Thoughts on Drawing - Brittany Halberstadt

As a Gallery Guide for the Nasher Museum of Art, I always ask students to look more closely at works of art. I encourage both elementary and middle schoolers to focus on the small details in a painting or sculpture in order to better understand the artist’s process and discover previously unseen details.

As an Art History major at Duke, I encourage myself to do the same thing. By pushing myself to look more closely whenever I'm viewing a new work of art, I'm able to learn much more about the composition, coloration, focal point, etc. I’ve discovered that the best way to prompt myself to see these things is by visually describing every detail through drawing.

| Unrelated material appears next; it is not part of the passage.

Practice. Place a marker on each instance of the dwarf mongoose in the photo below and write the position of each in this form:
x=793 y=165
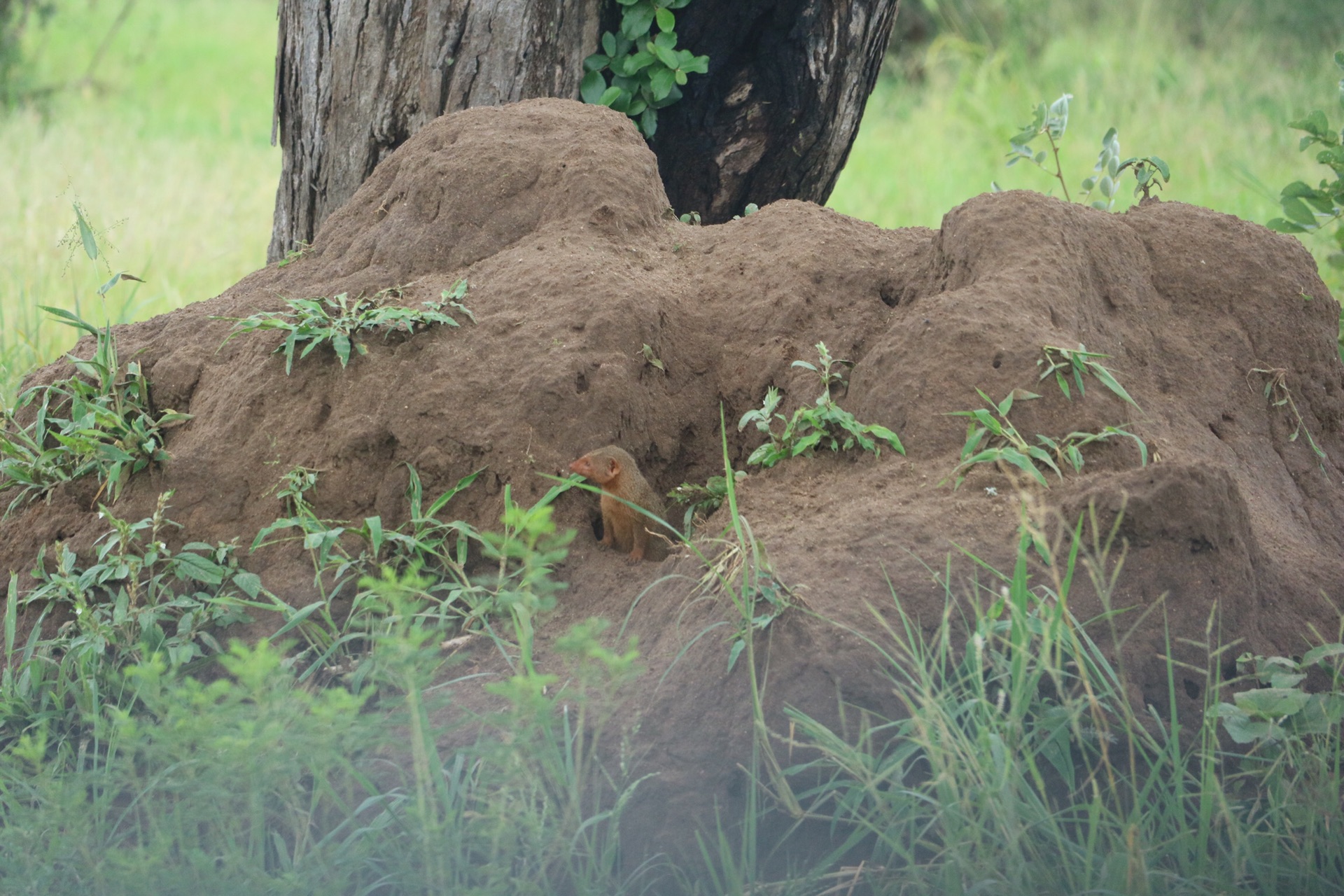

I love to draw because it pushes me to constantly look back and forth between the object in front of me and the sketchbook. I must spend time observing each object in order to create an accurate picture in my sketchbook or drawing pad.

This technique of creating sketches of the sculptures, paintings, and prints I’ve seen in class has enhanced my art history knowledge (because I’m taking more time to really observe every detail of the object). In addition, I’m spending more time in the Ackland, NCMA, and Nasher than ever before, because I’m there to sketch.

Although I took time this semester to draw works of art for my Art History courses, I also filled my sketchbook with Disney drawings. I decided to sketch Disney characters because I was excited by the prospect of looking more closely at these cartoons. I’ve always loved Disney animations, and I wanted to see how difficult it was to accurately capture each character.

I discovered that even the slightest change to the proportions of a character completely altered its appearance, to the point where it was almost un-recognizable. Only when the proportions were as true to the original image as possible, was the character revealed. For this reason, I tried to make sure that each character was as accurate as possible before I used color to complete the drawing.

Below are images of Wall-E and Donald Duck that I drew during the semester.   


By spending time looking more closely at these characters, I came to appreciate the subtleties in their designs (for example, the fringe of hair on Donald’s forehead and the joints at Wall-E’s elbows). I couldn’t help but wonder how many iterations of these characters were sketched before the final look of the character was decided upon. With this in mind, I began to draw a few characters of my own, including dragons and colorful birds. I tried to create distinct creatures that were different from anything I’d seen before.

In conclusion, I thought that this drawing class was simply going to be something that I could check off my list of required classes for the Art History major. Instead, I discovered a process by which I could actually become more familiar with works of art. I realized that sketching could be a powerful tool that would push me to look more closely at works of art.